Car si plusieurs véhicules vous sont proposés dans Travaux Routiers Simulator, ils ont un point commun récurrent qui s'avère être le leitmotiv de la série : absolument incontrôlable. Le temps de réaction à vos demandes est un véritable outrage au terme jouabilité. A moins d'être complètement bourré, la conduite en zigzag n'a jamais été considérée comme étant une technique officielle. Pire encore, la lenteur affligeante qui touche tout ce sur quoi vous pourrez poser vos gants ignifugés peut causer des crises de tétanie aux plus nerveux d'entre vous. Par exemple, une mission vous demande de recouvrir une large zone de sable. Je défie personnellement les plus grands speed-runners de la planète de la réaliser en moins d'une heure, et ceci sans ne jamais penser au suicide. Non seulement remplir le véhicule prend des plombes, mais le conduire sur la zone et déverser le sable en gardant une certaine cadence (lente) ressemble plus à une phase de torture que de gameplay.

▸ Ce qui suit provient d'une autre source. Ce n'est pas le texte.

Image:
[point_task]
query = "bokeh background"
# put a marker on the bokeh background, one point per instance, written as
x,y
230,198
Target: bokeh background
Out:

En fait, après avoir été obligé de jouer à ce jeu pendant toute une après-midi, une seule théorie restera dans votre esprit. Celle du complot. Il est absolument impossible qu'il en soit autrement. Travaux Routiers Simulator 2011 est la preuve qu'une entité maléfique veut la destruction de l'humanité, et qu'elle a considéré que le meilleur moyen d'y parvenir était d'atteindre directement notre santé mentale. Que ce soit le diable, les extraterrestres ou les illuminatis, peu importe. Tout ce que l'on sait, c'est que vous ne pouvez pas sortir indemne d'une partie, au point de vous réveiller la nuit, en sueur, suite à un cauchemar mettant en scène un tractopelle. S'il vous plait, pour le bien de l'espèce humaine, ne touchez jamais à ce DVD... Oh, pardon, CD.
- Graphismes2/20
Même en 1992, la note n'aurait pas dépassé 8. Les textures faites sous Paint, c'est sans doute drôle pour couler une blague vaseuse à un pote, mais dans un jeu vidéo, c'est pas trop ça.
- Jouabilité1/20
Ce n'est pas jouable. C'est tout. Et même si on arrive à manier le bousin assez efficacement pour avancer dans la mission, on s'ennuie comme un rat mort.
- Durée de vie2/20
Tout dépend de la biodégradabilité du CD, une fois jeté à la poubelle.
- Bande son2/20
C'est sympa d'avoir pensé à faire des bruits de voitures... Manque plus que les voitures quoi.
- Scénario/
Comment peut-on cumuler avec une telle conviction autant de bugs, d'aberrations et d'illogismes dans un jeu vidéo ? Voyez le CD de Travaux Routiers Simulator 2011 comme la cassette hantée du film Ring. Si vous le lisez, il vous rongera de l'intérieur, sans aucune pitié pour votre âme naïve. Le niveau zéro du gameplay, des graphismes et du fun, voici un véritable concentré de n'importe quoi. En fait, on est sûr qu'il ne marche même pas pour éloigner les pigeons sur votre balcon.